Notable Kills: You DON'T want to see what happens when a guy gets bitten. Just know that they'll have an, ahem, inflated view on themselves.

Final Fate: The serpent and its rival soon have a final confrontation, which soon ends with the beast getting an eye gouged out before the man succumbs to his injuries. Then another guy gives it a mouthful of AK-47, killing it.

Powers/Abilities: Telepathy, telekinesis, and if there is a big enough venom dose, it can cause people to inflate and explode.

Weakness: Anything conventional.

Scariness Factor: 4-Litterally the only thing holding this horrible reptile back is that its prop isn't the most graceful thing to watch in motion. Aside from that, you got a snake that can fling you across the room with its mind and make a cobra's bite look like a harmless nibble.

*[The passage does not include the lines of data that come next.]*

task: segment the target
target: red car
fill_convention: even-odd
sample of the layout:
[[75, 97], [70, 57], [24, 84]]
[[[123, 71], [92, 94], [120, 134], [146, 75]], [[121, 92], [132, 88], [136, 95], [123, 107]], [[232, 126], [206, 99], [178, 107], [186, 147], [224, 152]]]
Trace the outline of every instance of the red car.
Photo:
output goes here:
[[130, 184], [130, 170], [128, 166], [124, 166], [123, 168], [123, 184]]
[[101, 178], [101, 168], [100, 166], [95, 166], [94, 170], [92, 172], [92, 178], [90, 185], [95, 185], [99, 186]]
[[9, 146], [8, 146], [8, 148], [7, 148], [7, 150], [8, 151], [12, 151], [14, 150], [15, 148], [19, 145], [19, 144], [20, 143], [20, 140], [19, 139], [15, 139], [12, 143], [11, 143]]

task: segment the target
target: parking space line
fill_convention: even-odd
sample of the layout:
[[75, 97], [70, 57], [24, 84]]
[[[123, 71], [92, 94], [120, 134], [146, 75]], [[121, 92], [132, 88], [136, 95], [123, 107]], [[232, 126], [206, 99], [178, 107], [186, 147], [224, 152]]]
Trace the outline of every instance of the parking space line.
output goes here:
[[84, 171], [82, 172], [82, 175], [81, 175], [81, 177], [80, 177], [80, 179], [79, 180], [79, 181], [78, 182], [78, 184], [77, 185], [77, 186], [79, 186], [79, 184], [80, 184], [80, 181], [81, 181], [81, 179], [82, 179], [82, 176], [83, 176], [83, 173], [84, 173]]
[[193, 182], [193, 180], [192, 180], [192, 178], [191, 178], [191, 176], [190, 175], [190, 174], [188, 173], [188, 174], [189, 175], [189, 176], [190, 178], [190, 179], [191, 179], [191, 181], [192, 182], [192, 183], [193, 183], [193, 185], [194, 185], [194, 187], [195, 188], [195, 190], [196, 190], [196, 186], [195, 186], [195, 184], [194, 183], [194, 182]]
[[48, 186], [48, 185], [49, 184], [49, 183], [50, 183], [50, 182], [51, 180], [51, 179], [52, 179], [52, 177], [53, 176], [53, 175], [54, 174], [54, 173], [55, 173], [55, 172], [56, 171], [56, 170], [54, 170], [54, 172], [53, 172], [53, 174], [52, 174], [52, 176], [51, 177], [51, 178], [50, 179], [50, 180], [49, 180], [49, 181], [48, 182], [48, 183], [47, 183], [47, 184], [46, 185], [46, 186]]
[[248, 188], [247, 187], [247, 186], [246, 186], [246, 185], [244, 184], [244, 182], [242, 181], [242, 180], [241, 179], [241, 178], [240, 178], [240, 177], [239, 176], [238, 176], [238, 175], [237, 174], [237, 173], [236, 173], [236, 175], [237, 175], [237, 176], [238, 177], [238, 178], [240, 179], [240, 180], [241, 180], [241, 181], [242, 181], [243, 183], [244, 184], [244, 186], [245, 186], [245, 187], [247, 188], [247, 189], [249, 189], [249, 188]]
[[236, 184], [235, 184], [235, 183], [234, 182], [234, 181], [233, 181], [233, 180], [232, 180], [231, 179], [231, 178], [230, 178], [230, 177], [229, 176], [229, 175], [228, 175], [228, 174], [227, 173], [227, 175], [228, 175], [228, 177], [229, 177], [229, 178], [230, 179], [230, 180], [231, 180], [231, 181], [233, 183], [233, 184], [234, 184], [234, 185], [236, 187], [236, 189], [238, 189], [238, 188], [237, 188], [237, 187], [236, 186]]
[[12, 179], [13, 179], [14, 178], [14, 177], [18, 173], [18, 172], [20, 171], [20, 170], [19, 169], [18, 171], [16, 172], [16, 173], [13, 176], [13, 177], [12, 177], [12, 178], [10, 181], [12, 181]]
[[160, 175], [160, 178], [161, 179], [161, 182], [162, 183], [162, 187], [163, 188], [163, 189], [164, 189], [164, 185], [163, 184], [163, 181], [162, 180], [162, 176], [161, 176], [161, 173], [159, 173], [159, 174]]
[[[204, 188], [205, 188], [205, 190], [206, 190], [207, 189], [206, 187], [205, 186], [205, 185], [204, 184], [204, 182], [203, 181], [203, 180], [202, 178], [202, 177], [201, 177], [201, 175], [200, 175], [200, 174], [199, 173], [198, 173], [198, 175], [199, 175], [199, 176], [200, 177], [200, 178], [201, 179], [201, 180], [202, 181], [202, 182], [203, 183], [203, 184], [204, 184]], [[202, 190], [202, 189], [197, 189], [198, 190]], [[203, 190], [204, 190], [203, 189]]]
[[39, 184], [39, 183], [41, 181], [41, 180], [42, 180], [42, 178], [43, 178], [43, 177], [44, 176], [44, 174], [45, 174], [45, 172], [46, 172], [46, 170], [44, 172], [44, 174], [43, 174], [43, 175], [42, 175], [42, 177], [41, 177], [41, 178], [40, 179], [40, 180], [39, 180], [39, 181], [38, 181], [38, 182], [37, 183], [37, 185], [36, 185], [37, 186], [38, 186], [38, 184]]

Trivia: -That weird array of flashbacks in the 3rd act? It was due to the production money literally running out, so padding was necessary.

-The worst snake venom belongs to the saw-scaled viper, if only because there is little anti-venom to go around, it alone can cause mass hemorrhaging for days, and the body count these things have is one of the greatest of any serpent.


Image Gallery


Head-On's advertising campaign had a...less-than favorable start.

Symbolism or something? Don't bother looking into it.

How sad. The snake's the star of the film and he only gets put to the side.

From Hell it really DID come.
Shadow puppetry gone horribly wrong.